Just as ecologists have learned that you don’t bulldoze a complex virgin forest to plant daffodils, and just as city planners have learned that urban renewal programs can uproot poor but functioning communities, and just as everybody knows that planned economies are a no-no, we learn from Easterly that if you fire-hose poor countries with development dollars, you risk generating a mad scrum for money, and it’s no use blaming Africans (again) when the money is misused.

Truly well-designed aid programs involve hard, unglamorous work and have very modest goals. They involve close monitoring of simple projects, and they are run by officials who learn quickly from their mistakes and recognize that aid is inevitably political, so they anticipate and address such problems as they arise.

The most important thing is that they preserve the sense of commitment and solidarity without which no development program can succeed. A couple of years ago, I met Nkululeko Nxesi, then head of South Africa’s National Assn. of People Living With HIV/AIDS, and I asked him why the HIV rate in his country was so high and had not fallen, as it had in Uganda.

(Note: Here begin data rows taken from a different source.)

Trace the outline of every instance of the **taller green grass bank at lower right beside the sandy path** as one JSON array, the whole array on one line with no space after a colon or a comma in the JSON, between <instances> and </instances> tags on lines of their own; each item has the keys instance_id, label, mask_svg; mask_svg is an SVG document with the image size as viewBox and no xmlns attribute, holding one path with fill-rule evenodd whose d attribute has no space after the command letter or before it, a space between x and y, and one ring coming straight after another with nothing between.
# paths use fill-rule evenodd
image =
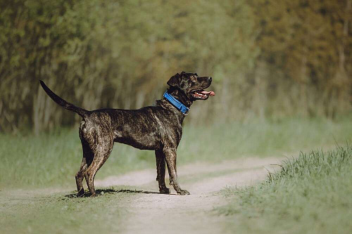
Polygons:
<instances>
[{"instance_id":1,"label":"taller green grass bank at lower right beside the sandy path","mask_svg":"<svg viewBox=\"0 0 352 234\"><path fill-rule=\"evenodd\" d=\"M239 233L351 233L352 145L287 160L268 180L227 188L229 230Z\"/></svg>"}]
</instances>

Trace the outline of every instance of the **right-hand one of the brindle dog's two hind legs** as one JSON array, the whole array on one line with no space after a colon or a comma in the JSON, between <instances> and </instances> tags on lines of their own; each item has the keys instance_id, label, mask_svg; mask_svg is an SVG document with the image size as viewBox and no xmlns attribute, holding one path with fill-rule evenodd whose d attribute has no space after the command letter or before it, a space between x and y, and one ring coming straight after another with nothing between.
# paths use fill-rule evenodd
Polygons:
<instances>
[{"instance_id":1,"label":"right-hand one of the brindle dog's two hind legs","mask_svg":"<svg viewBox=\"0 0 352 234\"><path fill-rule=\"evenodd\" d=\"M106 134L96 138L96 145L94 145L94 159L92 164L90 164L88 169L84 172L84 178L87 181L87 186L93 197L96 195L94 188L94 176L96 175L96 171L98 171L101 166L103 166L112 150L113 136Z\"/></svg>"}]
</instances>

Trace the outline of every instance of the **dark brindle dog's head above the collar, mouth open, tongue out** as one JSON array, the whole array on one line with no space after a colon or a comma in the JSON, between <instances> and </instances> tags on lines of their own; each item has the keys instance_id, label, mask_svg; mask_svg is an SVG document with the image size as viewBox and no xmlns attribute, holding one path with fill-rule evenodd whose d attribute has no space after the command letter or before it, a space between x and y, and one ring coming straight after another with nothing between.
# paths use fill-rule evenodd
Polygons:
<instances>
[{"instance_id":1,"label":"dark brindle dog's head above the collar, mouth open, tongue out","mask_svg":"<svg viewBox=\"0 0 352 234\"><path fill-rule=\"evenodd\" d=\"M206 100L209 96L214 96L213 91L205 91L211 84L211 77L199 77L196 73L181 72L171 77L168 85L172 90L180 91L191 102L194 100Z\"/></svg>"}]
</instances>

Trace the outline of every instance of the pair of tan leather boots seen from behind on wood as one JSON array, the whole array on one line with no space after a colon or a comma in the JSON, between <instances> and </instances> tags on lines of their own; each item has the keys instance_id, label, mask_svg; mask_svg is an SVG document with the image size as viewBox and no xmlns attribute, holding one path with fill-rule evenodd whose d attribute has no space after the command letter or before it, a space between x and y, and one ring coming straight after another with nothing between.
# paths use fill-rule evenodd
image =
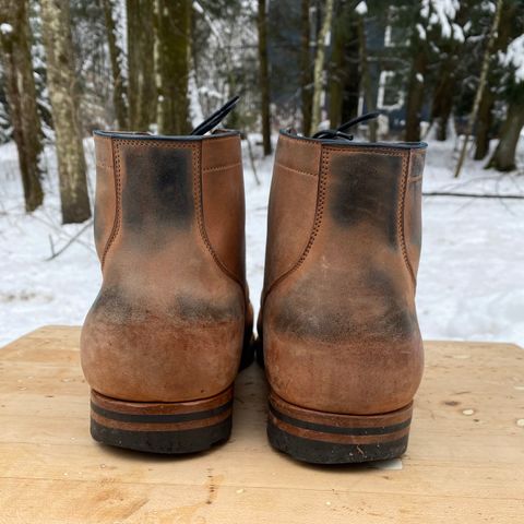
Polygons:
<instances>
[{"instance_id":1,"label":"pair of tan leather boots seen from behind on wood","mask_svg":"<svg viewBox=\"0 0 524 524\"><path fill-rule=\"evenodd\" d=\"M240 136L96 132L103 286L82 366L100 442L189 453L227 440L253 356ZM422 143L282 131L259 359L272 445L311 463L401 455L422 373L415 311Z\"/></svg>"}]
</instances>

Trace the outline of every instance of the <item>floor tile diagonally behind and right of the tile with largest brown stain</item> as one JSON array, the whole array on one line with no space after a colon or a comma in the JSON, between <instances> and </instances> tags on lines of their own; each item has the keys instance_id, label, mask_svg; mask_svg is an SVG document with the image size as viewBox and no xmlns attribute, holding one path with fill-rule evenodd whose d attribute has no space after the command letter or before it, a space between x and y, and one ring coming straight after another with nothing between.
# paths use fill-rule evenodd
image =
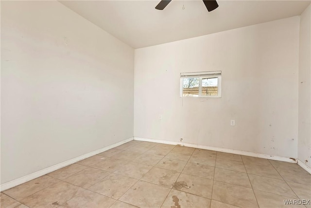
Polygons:
<instances>
[{"instance_id":1,"label":"floor tile diagonally behind and right of the tile with largest brown stain","mask_svg":"<svg viewBox=\"0 0 311 208\"><path fill-rule=\"evenodd\" d=\"M214 180L252 189L248 176L244 172L216 168Z\"/></svg>"}]
</instances>

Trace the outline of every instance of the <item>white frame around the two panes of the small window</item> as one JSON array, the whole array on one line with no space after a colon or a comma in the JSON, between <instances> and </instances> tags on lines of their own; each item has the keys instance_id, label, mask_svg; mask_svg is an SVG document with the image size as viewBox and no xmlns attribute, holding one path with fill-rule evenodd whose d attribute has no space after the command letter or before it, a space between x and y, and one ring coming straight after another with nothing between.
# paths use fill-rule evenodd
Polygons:
<instances>
[{"instance_id":1,"label":"white frame around the two panes of the small window","mask_svg":"<svg viewBox=\"0 0 311 208\"><path fill-rule=\"evenodd\" d=\"M211 72L191 72L191 73L180 73L180 97L183 97L183 78L199 78L199 96L198 97L222 97L222 71L211 71ZM202 79L204 78L218 78L217 96L213 95L202 95ZM190 96L197 97L197 96Z\"/></svg>"}]
</instances>

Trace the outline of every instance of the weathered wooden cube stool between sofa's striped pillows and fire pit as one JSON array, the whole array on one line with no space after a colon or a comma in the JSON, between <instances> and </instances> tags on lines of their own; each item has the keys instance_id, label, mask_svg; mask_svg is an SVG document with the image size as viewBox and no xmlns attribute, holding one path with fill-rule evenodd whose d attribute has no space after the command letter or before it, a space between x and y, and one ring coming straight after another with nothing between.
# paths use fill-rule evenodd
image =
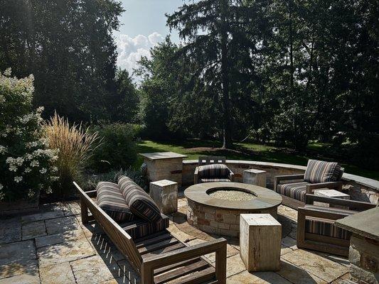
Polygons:
<instances>
[{"instance_id":1,"label":"weathered wooden cube stool between sofa's striped pillows and fire pit","mask_svg":"<svg viewBox=\"0 0 379 284\"><path fill-rule=\"evenodd\" d=\"M178 182L171 180L150 182L150 197L163 214L178 211Z\"/></svg>"}]
</instances>

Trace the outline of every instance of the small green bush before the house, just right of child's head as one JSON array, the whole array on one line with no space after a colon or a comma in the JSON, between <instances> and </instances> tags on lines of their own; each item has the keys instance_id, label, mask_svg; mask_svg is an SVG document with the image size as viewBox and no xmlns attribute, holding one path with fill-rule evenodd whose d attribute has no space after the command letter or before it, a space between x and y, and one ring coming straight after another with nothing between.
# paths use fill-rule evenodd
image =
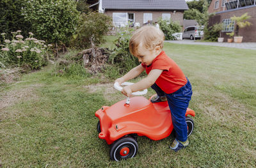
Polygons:
<instances>
[{"instance_id":1,"label":"small green bush before the house, just right of child's head","mask_svg":"<svg viewBox=\"0 0 256 168\"><path fill-rule=\"evenodd\" d=\"M178 22L170 20L168 23L166 20L159 20L159 27L163 31L165 40L175 40L173 33L181 32L181 27Z\"/></svg>"}]
</instances>

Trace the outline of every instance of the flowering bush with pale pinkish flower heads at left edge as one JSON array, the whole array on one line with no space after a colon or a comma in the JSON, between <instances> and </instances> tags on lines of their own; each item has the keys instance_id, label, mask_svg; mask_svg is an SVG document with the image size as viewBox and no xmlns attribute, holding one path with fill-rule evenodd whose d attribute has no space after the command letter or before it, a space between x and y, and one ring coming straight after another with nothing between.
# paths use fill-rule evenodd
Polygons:
<instances>
[{"instance_id":1,"label":"flowering bush with pale pinkish flower heads at left edge","mask_svg":"<svg viewBox=\"0 0 256 168\"><path fill-rule=\"evenodd\" d=\"M0 67L17 65L27 70L35 70L46 65L48 48L45 42L33 38L33 33L29 33L29 38L22 40L20 32L13 32L12 40L6 39L5 33L1 33L4 42L0 50Z\"/></svg>"}]
</instances>

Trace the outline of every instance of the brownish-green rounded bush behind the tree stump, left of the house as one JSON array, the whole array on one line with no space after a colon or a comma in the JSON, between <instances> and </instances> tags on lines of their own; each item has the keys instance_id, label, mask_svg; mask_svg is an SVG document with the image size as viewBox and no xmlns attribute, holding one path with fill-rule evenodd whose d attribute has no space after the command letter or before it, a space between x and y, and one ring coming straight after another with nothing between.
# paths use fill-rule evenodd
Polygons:
<instances>
[{"instance_id":1,"label":"brownish-green rounded bush behind the tree stump, left of the house","mask_svg":"<svg viewBox=\"0 0 256 168\"><path fill-rule=\"evenodd\" d=\"M96 12L83 13L79 25L73 36L72 46L80 49L104 42L103 36L113 26L111 17Z\"/></svg>"}]
</instances>

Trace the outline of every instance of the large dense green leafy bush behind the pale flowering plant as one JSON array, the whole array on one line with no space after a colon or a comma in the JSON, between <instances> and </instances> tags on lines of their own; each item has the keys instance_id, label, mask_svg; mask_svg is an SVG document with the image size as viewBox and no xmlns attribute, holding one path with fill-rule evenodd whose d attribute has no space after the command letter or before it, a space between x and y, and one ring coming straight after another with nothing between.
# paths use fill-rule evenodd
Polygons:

Nxesi had been asking himself the same question. Years earlier -- long before the Global Fund and other big donors began pouring money into Africa -- Nxesi had met a Ugandan AIDS worker at a conference. “He told me, ‘In Uganda, we may not have highways and tall buildings, but we take care of our people,’ ” Nxesi said. “Down the line we will realize that development is not only about how good your infrastructure is. It’s also about the heart.”